Mark Twain: Not an American, but THE American


The Guardian reflects on the United States' beloved icon on the publication of his new autobiography.

From the piece...

Twain was always a barometric writer, with a knack for registering contemporary social pressures in sharp-eyed aphorisms that weren't merely quotable, but often well ahead of their time. His indictments of imperialism in Following the Equator, for example, read like post-colonialist mottos avant la lettre: "The very ink with which history is written is merely fluid prejudice"; "There are many humorous things in the world, among them the white man's notion that he is less savage than the other savages"; "Man is the only animal that blushes. Or needs to." The autobiography adds some new aperçus: "Man is the only [creature] that kills for fun; he is the only one that kills in malice, the only one that kills for revenge [. . .] He is the only creature that has a nasty mind." The autobiography is driven more often than not by outrage – personal outrage at times, as at the malfeasance of Paige, or the hapless "Joan of Arc" editor, or the American countess from whom the Clemens family rented the Florence villa, whom Twain roundly abuses.

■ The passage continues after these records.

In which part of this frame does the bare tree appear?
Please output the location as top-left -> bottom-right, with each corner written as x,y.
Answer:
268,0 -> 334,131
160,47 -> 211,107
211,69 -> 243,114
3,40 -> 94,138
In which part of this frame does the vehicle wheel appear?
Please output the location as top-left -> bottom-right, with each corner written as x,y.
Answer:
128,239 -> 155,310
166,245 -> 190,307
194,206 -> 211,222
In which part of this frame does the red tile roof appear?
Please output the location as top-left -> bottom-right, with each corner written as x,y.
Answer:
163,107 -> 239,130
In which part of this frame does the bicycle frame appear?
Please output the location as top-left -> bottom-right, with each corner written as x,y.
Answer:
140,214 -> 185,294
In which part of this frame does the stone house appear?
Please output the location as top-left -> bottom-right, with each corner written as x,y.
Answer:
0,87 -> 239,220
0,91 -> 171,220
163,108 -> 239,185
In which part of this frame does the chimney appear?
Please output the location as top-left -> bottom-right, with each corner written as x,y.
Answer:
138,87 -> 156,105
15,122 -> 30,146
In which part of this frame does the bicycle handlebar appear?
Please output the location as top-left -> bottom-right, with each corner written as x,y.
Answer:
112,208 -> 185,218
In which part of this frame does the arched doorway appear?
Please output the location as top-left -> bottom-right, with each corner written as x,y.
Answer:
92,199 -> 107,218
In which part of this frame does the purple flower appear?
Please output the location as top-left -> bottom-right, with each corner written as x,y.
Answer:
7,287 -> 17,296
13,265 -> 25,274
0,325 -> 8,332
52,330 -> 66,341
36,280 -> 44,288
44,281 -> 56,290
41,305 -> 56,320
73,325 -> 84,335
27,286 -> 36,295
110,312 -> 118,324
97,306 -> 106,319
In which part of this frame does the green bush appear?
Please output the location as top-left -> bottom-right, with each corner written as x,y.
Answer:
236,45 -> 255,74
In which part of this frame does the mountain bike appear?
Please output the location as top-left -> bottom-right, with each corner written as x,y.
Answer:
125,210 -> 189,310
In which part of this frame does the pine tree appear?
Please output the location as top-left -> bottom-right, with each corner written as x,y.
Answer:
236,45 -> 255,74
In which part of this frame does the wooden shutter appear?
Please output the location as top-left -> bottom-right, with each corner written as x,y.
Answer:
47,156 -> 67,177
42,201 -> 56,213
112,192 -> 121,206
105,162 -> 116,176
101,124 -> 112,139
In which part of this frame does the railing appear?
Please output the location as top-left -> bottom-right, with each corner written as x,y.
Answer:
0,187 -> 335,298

But most of the outrage here is social and political, including startlingly contemporary denunciations of American military interventions abroad, and condemnations of a society increasingly dominated by corrupt corporations, greedy capitalists, and vested interests. Writing of gilded age monopolists and robber barons, Twain's prescience is remarkable: he denounces Jay Gould, the financier and speculator, for example, as "the mightiest disaster which has ever befallen this country". He is equally critical of American foreign policy, condemning its imperialist ventures in Cuba and the Philippines and calling its soldiers "uniformed assassins". He discusses with some pride his affiliation with the "Mugwumps", a faction of Republicans who voted Democrat in the elections of 1884 in protest against the corruption of the Republican candidate. They were derided as traitors in an age when party loyalty was at a premium, but the Mugwumps were reform-minded independent voters. In this respect, they might be held to anticipate the Tea Party movement, but although Twain would have sympathised with the Tea Partiers' anti-tax, small government agenda, he would have loathed their historical ignorance and their susceptibility to manipulation by the same corrupt corporate interests he was railing against.